As Andrew Girdwood explained so eloquently many of the presentations at SMX Advanced (at least the ones I attended) fell short of the “Advanced” label but there were notable exceptions that more than made up for some of the overly basic or salesy presentations.
The stand out session was the Killer Facebook Tactics “show”. And “show” it really was. If you want a KPI for measuring the way a presentation is being recieved, then the number of times the door slams as people sneek into the auditorium after the presentation starts is a pretty good one. The word got out on Twitter and the room kept filling up.
Guy Levine set the tone with a fast moving humourous presentation that uploaded a huge number of tips in 11mins 38 seconds (his timing, not mine). It was the perfect compliment to what came later.
The sensible filling was provided by Marco Covsaro. But then came the conference’s unique duo.
With a charachter like Marty Weintraub you might feel that you wouldn’t have a chance of shining as a co-presenter. However Marty’s colleague Merry Morud more than held her own.
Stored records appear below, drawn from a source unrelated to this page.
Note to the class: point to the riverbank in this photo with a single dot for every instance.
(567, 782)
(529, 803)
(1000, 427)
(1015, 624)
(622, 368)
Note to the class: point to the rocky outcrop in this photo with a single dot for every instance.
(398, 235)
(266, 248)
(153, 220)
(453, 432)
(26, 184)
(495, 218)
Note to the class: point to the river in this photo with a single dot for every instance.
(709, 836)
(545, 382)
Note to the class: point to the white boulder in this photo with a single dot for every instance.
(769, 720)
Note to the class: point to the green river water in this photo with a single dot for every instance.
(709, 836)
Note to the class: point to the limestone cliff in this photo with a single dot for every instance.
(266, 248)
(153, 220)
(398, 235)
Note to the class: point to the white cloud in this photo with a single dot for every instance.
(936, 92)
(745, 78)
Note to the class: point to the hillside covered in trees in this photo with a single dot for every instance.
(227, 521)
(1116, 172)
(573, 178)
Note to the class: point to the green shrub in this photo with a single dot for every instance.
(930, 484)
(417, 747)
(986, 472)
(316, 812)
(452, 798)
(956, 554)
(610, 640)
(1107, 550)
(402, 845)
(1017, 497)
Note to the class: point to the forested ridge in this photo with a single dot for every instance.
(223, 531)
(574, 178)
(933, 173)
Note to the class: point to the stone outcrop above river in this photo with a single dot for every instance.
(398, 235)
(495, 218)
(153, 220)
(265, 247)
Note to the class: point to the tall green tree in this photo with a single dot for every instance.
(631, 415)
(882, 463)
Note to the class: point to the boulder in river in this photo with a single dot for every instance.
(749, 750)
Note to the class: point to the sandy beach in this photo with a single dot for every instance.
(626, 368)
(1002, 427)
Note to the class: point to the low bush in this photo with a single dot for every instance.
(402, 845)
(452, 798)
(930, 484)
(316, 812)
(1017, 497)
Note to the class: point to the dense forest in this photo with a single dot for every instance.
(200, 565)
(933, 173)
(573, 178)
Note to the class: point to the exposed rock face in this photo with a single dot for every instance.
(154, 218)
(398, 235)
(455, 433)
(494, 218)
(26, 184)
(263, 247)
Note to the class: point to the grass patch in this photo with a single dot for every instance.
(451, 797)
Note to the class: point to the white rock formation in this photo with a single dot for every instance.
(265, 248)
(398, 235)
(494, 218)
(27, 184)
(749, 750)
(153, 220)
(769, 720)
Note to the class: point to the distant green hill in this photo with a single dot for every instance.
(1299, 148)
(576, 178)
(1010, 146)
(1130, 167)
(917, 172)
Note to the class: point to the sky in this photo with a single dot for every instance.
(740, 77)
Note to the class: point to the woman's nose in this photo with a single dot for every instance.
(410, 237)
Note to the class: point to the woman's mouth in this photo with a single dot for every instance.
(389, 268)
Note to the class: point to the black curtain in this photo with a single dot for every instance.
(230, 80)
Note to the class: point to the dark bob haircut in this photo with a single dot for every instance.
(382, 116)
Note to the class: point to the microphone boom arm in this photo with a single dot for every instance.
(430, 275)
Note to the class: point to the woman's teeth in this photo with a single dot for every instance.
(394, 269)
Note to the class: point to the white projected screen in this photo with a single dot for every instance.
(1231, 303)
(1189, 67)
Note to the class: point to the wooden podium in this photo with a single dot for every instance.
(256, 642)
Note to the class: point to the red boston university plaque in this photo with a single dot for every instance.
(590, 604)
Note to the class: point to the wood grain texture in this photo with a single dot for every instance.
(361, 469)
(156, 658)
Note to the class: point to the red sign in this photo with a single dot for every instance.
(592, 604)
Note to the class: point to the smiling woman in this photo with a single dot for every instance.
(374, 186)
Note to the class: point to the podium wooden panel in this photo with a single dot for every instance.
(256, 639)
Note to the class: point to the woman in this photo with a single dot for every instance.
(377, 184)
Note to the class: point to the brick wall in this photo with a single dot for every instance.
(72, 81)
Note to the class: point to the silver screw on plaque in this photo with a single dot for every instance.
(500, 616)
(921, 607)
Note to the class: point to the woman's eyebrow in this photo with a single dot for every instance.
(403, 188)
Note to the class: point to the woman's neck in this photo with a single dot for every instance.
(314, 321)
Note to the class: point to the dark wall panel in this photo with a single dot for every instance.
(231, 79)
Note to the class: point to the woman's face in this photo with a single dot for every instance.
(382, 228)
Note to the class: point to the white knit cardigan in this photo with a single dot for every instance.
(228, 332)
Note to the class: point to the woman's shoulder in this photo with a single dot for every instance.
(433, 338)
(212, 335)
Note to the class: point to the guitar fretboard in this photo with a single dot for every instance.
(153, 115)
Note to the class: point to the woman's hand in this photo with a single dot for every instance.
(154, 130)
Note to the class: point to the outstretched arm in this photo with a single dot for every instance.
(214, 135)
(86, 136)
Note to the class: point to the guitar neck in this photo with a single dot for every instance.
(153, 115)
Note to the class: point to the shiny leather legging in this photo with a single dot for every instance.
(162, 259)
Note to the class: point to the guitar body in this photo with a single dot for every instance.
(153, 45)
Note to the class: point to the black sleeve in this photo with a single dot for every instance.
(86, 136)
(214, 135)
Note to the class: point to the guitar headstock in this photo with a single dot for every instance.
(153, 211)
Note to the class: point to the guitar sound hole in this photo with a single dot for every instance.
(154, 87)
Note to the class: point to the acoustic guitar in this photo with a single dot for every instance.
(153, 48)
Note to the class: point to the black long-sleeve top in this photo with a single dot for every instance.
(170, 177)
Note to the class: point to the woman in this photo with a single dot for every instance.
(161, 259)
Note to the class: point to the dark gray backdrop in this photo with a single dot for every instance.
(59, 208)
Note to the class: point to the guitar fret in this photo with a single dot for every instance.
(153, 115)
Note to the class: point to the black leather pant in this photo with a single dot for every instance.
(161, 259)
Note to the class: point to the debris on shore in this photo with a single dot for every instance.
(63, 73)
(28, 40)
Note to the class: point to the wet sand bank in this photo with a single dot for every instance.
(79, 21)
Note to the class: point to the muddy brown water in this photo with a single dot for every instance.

(Calm before the storm: the Facebook panel prepare)
Their talk was a call to action to take advantage of Facebook opportunities, delivered with pure comedy. Guy and Marty then provided one of the most informed Q&As of the show. The session is undoubtedly the one that will bring the biggest benefit to our clients (as much for the philosophy installed as for the tips)
Other highlights included the Ranking Factors in 2010 seminar, Link Building and various contributions from Mikkel deMib Svendsen. Barak Berkowitz’s keynote provided insightful thought to the way the web is going.
The greatest travesty of the event? Bringing Rand Fishkin over to the UK and only giving him 12 minutes.
Key Takeaways
We’ll compile a list of the best tips tomorrow but here are the key things that I am thinking about as a result of the Conference:
- Facebook is being underestimated as a marketing medium – Facebook data and Ads rock (oodles of tips here)
- Are 301s something to be avoided? (See Rob Kerry discussion)
- The need to investigate Mozenda (Sam Crocker’s top tip)
- Feel strangely guilty for this one: Making use of the YouTube Keyword Tool
- Spending more time with Yahoo! Analytics (mentioned a few times)
- Making use of Wolfram Alpha as a research tool and wait for their widget and API release. (Keynote notes)
- Jumping on the infographic band wagon. (as per Chris Bennet notes)
- Getting more scientific about SERP reputation management (MdM special)
- Taking website security more seriously
- Archiving Twitter data
- Being less sceptical about alt tags, more cynical about H1s, paying greater attention to Latent Dirichlet Allocation and loving home pages more. (Rand Fishkin Research)
(My complete notes from the two days are available here. I’m working my way through them bolding what I deem to be the best tips and will pull them altogether into a list in the morning)
If you were at SMX, what were your key take-aways?